I have a silly question. Why not leave this in primary longer, and let it ferment out longer in primary, and then rack it into secondary?
Makes perfect sense to me. Ferment it out in the primary with the full mass of yeast to make sure you get full attenuation, then rack to secondary for clarification and to remove any particles that might otherwise get sucked into your bottling bucket. You will get a cleaner tasting beer as the large yeast mass will be better at re-absorbing DMS and other secondary metabolites. Secondary is also a good time to add oak, vanilla, rum, etc as there will be less yeast to conflict with these flavors when you are determining the dosing.
I think it depends on what type of container you're using for primary. If you're following the recipe, you probably are using an open container so you can stir daily, so you want to rack it to secondary while it's still throwing off carbon dioxide, around 1.01-1.02 SG. I used a carboy with lots of headspace due to the number of fruit flies at the time, and it was a PITA. I don't think there's much risk of it stalling, generally you want to get wine off the gross lees sooner than later.
Ok, about time to rack off the raisins. What should I top off with? Water?
Did you top off with water when you added the raisins and then let if fully ferment out? If so, then no I wouldn't top off.
Swirling carboys several times daily to de-gas and rouse yeast in banana wine and strong beers (imperial stout, barley wine, etc) has worked well for me. I would be nervous about introducing airborne bacteria when removing the lid from a bucket fermenter to stir it with a spoon. Stirring may be more effective than swirling, but swirling doesn't require any sanitation steps and can be accomplished in less than a minute, so it is easy to do multiple times a day.
I either use clean, filtered water or buy gallons at the store for the job (keeping the jugs for the wine after).
We used extremely ripe bananas. The drugstore across the street from elementary school keeps bananas at the checkout for after-school snacks and these had gotten too ripe to sell.
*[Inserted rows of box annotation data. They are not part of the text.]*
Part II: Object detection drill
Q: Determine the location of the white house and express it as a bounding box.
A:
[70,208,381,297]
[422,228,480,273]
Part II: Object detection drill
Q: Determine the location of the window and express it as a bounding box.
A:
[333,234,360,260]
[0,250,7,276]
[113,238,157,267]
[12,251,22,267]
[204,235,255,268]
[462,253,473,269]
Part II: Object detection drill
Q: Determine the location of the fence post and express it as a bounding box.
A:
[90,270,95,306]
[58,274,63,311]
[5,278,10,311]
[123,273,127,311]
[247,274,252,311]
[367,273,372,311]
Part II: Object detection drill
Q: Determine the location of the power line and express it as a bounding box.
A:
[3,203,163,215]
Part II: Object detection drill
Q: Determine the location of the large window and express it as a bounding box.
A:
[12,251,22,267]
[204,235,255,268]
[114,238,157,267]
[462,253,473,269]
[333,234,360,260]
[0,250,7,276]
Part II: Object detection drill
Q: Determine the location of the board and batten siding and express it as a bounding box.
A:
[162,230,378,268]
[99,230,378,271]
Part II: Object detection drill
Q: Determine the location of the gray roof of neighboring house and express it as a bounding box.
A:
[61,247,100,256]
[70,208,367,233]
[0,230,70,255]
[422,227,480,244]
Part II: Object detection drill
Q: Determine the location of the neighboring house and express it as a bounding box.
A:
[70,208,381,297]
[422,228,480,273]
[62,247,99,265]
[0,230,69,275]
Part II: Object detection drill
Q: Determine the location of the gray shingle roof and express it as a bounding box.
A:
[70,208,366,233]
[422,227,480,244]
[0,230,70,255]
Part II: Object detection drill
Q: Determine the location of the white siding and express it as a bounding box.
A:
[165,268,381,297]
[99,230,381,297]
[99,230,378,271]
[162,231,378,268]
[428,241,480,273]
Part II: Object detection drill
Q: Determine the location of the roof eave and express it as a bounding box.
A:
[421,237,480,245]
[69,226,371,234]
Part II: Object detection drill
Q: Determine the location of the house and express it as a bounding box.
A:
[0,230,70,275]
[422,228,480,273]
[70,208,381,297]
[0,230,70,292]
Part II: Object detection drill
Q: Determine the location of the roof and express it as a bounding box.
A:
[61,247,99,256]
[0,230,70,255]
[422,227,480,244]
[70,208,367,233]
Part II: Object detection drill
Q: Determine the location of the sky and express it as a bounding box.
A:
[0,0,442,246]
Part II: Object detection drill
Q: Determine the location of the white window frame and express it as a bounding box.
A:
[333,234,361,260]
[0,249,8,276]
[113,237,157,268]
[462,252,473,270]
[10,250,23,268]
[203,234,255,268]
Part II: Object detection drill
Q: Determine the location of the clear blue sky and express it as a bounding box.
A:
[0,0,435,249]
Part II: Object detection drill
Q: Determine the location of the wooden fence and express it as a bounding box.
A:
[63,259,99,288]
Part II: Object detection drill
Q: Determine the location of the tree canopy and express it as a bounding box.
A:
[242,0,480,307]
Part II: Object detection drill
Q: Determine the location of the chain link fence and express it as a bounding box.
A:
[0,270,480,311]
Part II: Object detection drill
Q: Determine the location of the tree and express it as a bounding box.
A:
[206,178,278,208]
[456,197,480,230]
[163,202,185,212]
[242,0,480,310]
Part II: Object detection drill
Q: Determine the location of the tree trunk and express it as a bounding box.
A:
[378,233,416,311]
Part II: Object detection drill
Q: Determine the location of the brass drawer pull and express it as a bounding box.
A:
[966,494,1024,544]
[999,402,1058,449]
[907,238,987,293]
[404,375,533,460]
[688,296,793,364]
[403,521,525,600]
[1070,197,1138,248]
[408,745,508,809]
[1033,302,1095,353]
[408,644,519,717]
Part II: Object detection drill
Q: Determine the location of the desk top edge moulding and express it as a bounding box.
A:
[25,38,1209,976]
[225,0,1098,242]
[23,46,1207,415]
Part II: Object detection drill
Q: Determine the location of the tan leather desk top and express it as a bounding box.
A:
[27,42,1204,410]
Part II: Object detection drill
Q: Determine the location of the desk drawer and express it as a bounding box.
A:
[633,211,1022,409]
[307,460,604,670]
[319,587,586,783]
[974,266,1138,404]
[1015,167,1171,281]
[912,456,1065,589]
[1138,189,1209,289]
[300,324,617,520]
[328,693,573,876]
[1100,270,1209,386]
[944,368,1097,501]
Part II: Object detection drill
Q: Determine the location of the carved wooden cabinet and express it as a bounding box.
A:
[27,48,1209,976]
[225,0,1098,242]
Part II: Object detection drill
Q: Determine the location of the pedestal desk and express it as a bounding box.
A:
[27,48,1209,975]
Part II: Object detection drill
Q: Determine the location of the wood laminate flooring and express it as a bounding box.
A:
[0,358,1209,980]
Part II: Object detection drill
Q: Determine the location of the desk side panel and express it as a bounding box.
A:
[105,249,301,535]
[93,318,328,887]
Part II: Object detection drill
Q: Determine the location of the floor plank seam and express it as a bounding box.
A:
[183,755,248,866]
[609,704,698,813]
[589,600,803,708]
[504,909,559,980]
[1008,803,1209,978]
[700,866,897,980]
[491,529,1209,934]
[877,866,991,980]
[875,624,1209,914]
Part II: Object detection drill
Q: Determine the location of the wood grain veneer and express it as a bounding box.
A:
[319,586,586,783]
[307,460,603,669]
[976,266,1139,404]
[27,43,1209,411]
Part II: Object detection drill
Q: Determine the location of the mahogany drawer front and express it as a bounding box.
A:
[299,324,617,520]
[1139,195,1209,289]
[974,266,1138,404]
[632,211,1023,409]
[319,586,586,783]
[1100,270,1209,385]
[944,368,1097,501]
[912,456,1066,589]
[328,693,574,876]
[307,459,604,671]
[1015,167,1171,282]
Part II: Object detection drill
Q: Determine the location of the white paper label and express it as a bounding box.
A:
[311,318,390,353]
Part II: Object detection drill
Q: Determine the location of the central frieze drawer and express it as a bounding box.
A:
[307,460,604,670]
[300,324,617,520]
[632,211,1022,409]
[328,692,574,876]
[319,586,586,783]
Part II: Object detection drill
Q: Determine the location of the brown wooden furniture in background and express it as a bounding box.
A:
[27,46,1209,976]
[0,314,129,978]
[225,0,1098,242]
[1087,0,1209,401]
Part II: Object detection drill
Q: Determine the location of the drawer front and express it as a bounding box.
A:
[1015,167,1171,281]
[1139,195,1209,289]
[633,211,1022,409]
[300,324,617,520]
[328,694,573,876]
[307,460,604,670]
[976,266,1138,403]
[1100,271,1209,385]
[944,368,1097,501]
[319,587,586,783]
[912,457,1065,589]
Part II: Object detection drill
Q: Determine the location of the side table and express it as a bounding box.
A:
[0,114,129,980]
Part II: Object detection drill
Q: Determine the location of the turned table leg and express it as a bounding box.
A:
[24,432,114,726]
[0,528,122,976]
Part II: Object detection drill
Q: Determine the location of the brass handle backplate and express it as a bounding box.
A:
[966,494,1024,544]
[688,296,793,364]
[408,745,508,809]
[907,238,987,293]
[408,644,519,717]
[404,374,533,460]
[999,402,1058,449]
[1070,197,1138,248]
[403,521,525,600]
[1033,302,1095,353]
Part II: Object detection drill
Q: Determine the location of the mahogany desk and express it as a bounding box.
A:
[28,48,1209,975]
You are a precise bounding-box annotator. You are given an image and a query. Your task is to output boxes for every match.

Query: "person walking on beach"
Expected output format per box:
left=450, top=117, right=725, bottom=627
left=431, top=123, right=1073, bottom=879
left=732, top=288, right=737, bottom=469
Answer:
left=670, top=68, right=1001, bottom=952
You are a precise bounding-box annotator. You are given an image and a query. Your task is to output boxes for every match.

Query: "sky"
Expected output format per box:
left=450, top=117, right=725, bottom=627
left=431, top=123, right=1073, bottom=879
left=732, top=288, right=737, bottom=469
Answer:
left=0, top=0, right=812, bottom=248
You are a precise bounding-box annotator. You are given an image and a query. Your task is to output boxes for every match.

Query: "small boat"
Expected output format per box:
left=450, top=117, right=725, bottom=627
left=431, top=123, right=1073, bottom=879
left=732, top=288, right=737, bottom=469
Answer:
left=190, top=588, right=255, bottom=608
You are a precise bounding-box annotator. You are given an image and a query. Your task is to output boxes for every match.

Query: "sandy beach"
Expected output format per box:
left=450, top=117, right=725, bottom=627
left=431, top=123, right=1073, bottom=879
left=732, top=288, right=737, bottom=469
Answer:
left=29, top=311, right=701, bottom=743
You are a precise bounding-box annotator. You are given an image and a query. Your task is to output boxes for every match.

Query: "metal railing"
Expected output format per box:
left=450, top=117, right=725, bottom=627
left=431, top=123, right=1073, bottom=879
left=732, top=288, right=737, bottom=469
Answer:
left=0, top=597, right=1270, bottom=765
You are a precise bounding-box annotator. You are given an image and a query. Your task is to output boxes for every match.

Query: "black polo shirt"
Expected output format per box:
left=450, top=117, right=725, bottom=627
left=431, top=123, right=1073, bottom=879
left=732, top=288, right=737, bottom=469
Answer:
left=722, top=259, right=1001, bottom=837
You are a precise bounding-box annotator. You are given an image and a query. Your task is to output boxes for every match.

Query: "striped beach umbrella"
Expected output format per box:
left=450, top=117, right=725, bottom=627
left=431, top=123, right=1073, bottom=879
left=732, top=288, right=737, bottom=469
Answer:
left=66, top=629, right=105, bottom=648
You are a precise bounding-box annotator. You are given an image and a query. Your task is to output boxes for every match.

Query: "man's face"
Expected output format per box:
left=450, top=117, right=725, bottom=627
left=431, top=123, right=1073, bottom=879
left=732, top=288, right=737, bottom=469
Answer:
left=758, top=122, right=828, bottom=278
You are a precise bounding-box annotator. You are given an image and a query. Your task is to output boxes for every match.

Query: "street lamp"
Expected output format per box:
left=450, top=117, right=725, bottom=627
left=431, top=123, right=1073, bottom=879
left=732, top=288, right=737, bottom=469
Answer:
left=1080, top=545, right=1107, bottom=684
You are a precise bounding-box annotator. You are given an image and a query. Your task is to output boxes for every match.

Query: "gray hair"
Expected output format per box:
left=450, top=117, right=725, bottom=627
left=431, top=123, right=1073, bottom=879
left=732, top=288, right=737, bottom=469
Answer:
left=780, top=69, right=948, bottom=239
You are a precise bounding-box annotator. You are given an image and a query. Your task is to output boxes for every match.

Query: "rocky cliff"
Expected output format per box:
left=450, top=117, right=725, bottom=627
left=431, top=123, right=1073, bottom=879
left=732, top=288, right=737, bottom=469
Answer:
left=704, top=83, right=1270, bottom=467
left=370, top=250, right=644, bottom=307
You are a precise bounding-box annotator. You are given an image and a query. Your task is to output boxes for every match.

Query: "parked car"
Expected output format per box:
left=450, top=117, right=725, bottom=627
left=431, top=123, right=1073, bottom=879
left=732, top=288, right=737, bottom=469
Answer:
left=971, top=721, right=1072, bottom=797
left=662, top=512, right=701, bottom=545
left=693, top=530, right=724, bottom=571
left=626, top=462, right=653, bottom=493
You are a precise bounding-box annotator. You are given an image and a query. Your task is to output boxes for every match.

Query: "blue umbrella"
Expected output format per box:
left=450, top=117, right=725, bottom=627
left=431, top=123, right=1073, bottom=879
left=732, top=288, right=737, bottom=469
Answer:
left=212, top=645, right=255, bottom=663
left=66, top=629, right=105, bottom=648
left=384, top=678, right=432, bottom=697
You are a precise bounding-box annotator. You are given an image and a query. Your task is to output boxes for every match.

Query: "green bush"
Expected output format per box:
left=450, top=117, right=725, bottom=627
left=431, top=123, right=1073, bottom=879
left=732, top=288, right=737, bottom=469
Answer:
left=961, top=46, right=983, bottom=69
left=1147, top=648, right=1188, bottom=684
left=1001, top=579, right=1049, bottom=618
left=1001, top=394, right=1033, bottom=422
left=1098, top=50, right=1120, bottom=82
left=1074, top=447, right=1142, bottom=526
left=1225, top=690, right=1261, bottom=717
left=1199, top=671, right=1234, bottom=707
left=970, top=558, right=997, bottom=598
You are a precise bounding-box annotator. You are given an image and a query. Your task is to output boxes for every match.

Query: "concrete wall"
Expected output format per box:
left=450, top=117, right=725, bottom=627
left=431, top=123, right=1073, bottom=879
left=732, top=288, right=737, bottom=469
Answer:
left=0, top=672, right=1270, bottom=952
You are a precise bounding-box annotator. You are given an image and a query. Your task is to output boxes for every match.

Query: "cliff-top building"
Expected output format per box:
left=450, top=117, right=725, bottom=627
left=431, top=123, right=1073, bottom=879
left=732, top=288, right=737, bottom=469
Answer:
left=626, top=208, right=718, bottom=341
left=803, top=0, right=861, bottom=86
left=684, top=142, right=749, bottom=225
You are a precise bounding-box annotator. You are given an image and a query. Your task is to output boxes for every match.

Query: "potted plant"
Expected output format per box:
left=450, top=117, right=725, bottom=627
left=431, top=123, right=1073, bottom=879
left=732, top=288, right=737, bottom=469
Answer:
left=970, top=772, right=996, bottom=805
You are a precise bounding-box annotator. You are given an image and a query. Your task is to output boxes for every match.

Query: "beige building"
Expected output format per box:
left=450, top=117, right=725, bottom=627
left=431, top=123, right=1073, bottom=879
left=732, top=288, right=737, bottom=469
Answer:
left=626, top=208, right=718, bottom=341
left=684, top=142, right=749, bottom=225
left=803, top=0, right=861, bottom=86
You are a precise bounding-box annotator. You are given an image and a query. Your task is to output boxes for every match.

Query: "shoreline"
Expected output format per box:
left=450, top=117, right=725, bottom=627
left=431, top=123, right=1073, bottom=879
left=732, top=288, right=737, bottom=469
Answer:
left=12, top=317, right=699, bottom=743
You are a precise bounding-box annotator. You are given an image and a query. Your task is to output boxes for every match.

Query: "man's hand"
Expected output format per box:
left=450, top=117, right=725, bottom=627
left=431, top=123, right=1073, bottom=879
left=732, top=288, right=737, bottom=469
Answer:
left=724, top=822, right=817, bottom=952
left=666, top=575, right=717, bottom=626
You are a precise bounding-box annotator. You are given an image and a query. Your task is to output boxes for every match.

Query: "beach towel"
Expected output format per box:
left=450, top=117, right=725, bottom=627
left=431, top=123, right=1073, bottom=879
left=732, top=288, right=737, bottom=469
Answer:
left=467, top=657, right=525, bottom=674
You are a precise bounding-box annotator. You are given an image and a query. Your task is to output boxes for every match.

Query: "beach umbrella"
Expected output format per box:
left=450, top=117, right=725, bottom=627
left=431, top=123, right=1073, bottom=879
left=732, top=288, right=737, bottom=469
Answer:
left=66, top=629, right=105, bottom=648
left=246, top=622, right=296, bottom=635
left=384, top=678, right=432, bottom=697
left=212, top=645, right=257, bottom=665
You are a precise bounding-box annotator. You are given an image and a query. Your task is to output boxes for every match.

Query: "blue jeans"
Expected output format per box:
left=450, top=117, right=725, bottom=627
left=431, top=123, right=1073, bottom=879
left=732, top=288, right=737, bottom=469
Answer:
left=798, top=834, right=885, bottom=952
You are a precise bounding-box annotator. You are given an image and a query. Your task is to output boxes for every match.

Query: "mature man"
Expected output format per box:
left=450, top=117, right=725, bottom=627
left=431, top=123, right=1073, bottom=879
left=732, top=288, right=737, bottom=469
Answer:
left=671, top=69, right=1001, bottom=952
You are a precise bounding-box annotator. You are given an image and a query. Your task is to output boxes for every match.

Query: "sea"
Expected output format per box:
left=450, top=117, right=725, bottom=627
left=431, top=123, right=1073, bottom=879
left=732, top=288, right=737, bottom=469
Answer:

So...free. If this wine interests you, it might be a good chance to make friends with a grocer and help him dispose of some older fruit.
I plan on making 3 gal of this. For primary fermentation on this should I use a 5gal fermentor or 3 1 gal? I guess what I'm asking is whether I should be worried about oxidation.
Thank you so much, very helpful. Also can you really just loosely cover it? Seems like it'd be risking contamination.
Many people for the first 5 - 7 days of fermentation for fruit wines, will just cover it with a towel. Then use an airlock in secondary. I personally don't do that, but tons of people do.